Wallace points out that “The point of the fish story is merely that the most obvious, important realities are often the ones that are hardest to see and talk about.”

He goes on to illustrate some of the most fundamental lessons of human adulthood, including how to think properly, how to choose meaning, and ultimately, how to create real freedom.

I could try to summarize some of these ideas more specifically, but/and I’d really just encourage you to go listen to it Here.

Or check the book summary I mentioned above. It slaps.

It’s 20 minutes well-spent and could very well inform the way you approach life forever.

Here's a quick blurb of one of my favorite excerpts, below.

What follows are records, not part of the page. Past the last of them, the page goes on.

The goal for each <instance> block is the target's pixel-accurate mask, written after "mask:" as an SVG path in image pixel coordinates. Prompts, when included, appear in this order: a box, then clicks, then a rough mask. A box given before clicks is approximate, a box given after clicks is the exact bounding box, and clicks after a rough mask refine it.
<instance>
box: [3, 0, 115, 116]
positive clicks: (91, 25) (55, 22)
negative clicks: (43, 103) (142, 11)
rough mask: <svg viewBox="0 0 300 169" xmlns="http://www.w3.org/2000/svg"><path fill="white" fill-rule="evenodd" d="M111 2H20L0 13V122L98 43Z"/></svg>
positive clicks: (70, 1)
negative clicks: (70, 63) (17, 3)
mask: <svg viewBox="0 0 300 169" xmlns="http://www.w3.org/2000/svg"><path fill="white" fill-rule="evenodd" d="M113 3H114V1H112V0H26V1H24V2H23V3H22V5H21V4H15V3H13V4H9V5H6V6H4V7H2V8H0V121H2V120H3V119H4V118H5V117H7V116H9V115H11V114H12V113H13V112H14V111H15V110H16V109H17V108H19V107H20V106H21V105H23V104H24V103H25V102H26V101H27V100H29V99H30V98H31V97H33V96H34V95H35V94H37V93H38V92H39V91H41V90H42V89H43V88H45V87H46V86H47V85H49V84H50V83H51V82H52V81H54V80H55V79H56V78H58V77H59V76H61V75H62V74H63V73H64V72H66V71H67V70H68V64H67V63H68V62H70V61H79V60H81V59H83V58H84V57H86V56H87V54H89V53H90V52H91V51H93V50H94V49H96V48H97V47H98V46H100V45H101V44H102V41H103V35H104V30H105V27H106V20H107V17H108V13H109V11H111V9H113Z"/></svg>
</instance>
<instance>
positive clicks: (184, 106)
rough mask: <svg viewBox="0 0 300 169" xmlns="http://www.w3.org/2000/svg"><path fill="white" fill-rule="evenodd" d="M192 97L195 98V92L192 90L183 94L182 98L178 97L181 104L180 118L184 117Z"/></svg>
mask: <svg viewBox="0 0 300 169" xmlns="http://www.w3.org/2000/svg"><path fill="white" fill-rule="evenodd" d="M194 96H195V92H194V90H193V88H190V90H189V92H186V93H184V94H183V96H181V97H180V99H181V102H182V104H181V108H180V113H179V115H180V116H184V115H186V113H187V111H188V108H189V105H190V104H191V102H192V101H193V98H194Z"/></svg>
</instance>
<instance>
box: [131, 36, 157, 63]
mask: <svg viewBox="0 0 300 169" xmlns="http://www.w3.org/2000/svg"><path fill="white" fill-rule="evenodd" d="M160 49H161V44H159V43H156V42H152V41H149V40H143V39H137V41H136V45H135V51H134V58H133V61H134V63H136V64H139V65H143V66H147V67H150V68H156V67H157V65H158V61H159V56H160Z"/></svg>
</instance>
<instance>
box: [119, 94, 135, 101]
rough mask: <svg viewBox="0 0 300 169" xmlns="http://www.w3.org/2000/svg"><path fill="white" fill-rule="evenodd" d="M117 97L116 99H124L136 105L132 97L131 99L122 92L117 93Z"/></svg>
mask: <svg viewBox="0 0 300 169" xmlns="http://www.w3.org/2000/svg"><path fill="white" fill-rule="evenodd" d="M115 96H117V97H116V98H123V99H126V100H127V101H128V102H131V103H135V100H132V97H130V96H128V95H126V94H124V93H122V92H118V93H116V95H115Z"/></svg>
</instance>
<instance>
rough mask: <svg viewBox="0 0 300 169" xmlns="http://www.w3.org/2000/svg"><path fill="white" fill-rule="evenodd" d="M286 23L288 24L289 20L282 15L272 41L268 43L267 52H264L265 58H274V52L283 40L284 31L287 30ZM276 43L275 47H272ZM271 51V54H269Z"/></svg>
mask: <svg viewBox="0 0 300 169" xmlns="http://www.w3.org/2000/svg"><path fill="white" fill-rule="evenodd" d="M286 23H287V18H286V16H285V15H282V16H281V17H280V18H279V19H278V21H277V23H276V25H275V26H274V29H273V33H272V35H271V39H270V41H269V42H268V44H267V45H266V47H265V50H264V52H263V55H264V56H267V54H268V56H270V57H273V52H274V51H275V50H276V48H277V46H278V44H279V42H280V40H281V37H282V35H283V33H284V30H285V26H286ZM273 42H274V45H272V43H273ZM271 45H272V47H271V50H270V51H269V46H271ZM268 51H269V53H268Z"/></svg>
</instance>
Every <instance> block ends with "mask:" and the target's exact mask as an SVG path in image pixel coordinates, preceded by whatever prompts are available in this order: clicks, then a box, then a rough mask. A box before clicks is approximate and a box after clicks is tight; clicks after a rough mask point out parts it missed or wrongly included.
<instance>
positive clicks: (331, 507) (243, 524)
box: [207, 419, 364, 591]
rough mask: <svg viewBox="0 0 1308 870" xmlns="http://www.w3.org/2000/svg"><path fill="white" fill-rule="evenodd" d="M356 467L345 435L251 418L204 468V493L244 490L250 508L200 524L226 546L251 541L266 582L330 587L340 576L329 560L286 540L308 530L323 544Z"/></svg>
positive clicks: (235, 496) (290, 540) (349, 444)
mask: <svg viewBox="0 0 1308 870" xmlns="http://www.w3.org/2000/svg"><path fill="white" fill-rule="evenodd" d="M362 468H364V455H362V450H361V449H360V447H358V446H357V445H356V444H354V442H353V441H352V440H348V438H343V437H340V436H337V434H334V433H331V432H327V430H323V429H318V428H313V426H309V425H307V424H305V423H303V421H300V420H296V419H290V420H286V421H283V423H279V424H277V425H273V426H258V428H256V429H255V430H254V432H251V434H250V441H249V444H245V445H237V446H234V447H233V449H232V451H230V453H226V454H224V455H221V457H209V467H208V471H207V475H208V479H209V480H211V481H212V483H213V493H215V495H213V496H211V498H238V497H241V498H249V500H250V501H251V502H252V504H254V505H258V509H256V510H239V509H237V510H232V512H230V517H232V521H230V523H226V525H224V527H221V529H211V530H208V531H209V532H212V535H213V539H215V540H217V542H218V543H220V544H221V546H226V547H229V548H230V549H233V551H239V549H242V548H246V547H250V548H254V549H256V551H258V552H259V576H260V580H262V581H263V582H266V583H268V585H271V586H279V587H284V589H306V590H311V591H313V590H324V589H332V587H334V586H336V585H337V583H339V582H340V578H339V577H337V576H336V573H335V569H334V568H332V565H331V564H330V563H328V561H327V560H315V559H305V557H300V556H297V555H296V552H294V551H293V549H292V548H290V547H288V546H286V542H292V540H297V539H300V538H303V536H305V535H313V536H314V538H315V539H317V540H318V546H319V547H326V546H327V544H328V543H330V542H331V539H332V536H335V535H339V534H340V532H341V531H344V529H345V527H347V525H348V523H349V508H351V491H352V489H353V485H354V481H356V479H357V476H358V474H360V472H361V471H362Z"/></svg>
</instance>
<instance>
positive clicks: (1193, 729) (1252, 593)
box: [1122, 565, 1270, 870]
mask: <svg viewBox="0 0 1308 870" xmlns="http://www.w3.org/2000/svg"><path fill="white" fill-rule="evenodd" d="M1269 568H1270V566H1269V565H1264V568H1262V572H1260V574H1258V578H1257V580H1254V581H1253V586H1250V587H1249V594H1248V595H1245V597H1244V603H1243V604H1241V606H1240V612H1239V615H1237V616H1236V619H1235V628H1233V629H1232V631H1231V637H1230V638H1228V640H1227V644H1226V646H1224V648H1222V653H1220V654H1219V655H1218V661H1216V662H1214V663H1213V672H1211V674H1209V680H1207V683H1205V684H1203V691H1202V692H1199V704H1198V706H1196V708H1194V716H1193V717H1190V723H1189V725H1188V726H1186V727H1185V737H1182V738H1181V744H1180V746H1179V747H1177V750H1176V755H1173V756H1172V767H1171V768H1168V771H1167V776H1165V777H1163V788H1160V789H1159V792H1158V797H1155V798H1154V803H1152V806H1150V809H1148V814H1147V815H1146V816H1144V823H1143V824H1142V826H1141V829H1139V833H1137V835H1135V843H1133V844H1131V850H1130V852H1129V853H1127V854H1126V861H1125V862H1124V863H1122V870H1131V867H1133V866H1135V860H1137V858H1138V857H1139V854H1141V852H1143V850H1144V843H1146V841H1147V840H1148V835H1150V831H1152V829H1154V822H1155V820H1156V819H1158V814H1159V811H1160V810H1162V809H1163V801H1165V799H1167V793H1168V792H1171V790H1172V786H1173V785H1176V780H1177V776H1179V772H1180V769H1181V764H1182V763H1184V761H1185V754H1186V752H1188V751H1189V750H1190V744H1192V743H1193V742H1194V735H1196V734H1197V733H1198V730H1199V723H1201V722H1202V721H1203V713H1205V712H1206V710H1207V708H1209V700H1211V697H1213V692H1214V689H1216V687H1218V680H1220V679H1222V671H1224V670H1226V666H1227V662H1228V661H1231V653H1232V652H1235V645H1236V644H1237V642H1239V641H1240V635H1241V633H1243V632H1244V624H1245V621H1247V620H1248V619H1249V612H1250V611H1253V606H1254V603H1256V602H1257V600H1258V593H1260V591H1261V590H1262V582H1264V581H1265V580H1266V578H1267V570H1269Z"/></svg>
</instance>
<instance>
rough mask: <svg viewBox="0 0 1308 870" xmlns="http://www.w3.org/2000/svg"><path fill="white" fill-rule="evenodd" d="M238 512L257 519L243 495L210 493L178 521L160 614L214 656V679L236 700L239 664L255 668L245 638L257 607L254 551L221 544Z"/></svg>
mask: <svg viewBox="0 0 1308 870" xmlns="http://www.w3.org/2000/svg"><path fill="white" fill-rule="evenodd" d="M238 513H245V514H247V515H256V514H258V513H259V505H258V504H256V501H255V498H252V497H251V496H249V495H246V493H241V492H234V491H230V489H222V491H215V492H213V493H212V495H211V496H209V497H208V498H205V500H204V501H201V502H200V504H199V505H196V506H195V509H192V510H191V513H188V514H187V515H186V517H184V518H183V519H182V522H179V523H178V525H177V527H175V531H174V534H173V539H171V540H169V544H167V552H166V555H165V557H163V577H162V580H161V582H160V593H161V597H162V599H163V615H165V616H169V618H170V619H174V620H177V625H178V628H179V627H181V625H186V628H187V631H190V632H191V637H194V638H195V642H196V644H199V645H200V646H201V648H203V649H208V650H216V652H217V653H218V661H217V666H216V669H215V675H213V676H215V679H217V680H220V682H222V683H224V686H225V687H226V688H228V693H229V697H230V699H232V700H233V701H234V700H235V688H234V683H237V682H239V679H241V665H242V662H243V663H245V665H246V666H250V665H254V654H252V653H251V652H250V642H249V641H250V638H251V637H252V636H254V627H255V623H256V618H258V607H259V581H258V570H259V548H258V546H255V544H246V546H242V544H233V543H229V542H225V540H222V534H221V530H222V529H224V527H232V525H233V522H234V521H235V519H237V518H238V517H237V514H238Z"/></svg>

The really important kind of freedom involves attention and awareness and discipline, and being able truly to care about other people and to sacrifice for them over and over in myriad petty, unsexy ways every day.

That is real freedom. That is being educated, and understanding how to think. The alternative is unconsciousness, the default setting, the rat race, the constant gnawing sense of having had, and lost, some infinite thing.

I know that this stuff probably doesn’t sound fun and breezy or grandly inspirational the way a commencement speech is supposed to sound. What it is, as far as I can see, is the capital-T Truth, with a whole lot of rhetorical niceties stripped away. You are, of course, free to think of it whatever you wish. But please don’t just dismiss it as just some finger-wagging Dr Laura sermon. None of this stuff is really about morality or religion or dogma or big fancy questions of life after death.

The capital-T Truth is about life BEFORE death.

It is about the real value of a real education, which has almost nothing to do with knowledge, and everything to do with simple awareness; awareness of what is so real and essential, so hidden in plain sight all around us, all the time, that we have to keep reminding ourselves over and over:

“This is water.”

Buttermilk Falls State Park, September 2021.

I appreciate you reading and hope you have an incredible week ahead.